In these scenes, King Lear’s madness brings forth some of his strangest and most interesting speeches. As Edgar notes, Lear’s apparent ramblings are “matter and impertinency mixed! / Reason in madness!” (4.6.168–169). This description is similar to Polonius’s muttering behind Hamlet’s back in Hamlet: “Though this be madness, yet there is method in’t” (Hamlet, 2.2.203–204). Some of Lear’s rambling does indeed seem to be meaningless babble, as when he talks about mice, cheese, and giants. But Lear swiftly moves on to talk of more relevant things. He finally understands that his older daughters, in Act 1, scene 1, and before, were sweet-talking him: “They flattered me like a dog. . . . To say ‘aye’ and ‘no’ to everything that I said!” (4.6.95–98).
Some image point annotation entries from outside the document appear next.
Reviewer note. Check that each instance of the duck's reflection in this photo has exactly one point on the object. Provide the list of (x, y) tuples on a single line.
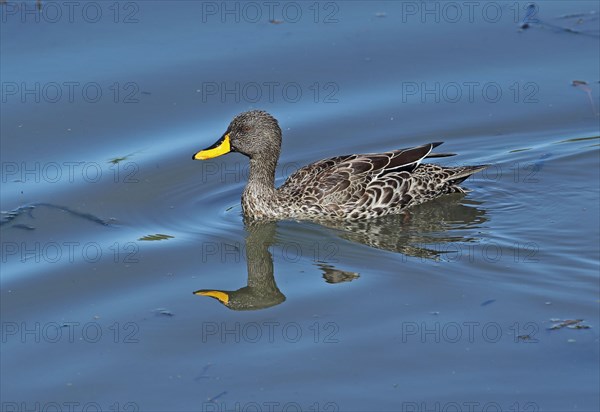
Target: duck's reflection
[(261, 291), (424, 231)]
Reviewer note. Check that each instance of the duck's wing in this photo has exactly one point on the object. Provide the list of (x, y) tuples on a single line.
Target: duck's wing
[(344, 179)]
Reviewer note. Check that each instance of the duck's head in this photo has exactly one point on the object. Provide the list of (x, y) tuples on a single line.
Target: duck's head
[(255, 134)]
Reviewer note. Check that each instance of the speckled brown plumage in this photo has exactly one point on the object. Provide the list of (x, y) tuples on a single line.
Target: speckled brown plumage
[(354, 186)]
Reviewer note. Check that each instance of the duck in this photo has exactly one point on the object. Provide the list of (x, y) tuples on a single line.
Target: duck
[(347, 187)]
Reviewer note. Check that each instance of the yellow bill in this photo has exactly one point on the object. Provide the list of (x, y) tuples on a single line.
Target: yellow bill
[(221, 147), (221, 296)]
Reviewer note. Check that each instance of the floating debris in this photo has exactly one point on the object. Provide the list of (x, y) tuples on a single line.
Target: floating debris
[(22, 226), (7, 217), (158, 236), (524, 337), (214, 398), (568, 323), (163, 312), (333, 275)]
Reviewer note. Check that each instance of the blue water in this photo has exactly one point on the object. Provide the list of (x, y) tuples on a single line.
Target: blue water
[(484, 301)]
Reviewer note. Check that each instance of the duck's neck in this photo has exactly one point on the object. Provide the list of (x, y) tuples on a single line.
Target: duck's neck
[(259, 198)]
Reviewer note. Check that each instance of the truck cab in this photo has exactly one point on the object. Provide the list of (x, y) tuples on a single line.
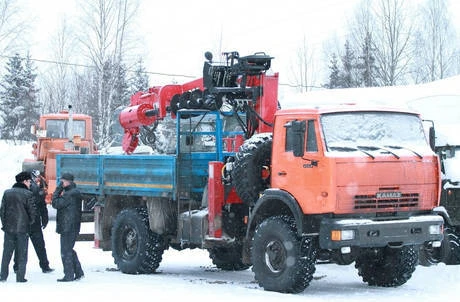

Lear has realized, despite what flatterers have told him and he has believed, that he is as vulnerable to the forces of nature as any human being. He cannot command the rain and thunder and is not immune to colds and fever (the “ague” of 4.6.103). Just as, during the storm, he recognizes that beneath each man’s clothing is “a poor, bare, forked animal” (3.4.99–100), Lear now understands that no amount of flattery and praise can make a king different from anyone else: “Through tattered clothes small vices do appear; / Robes and furred gowns hide all” (4.6.158–159).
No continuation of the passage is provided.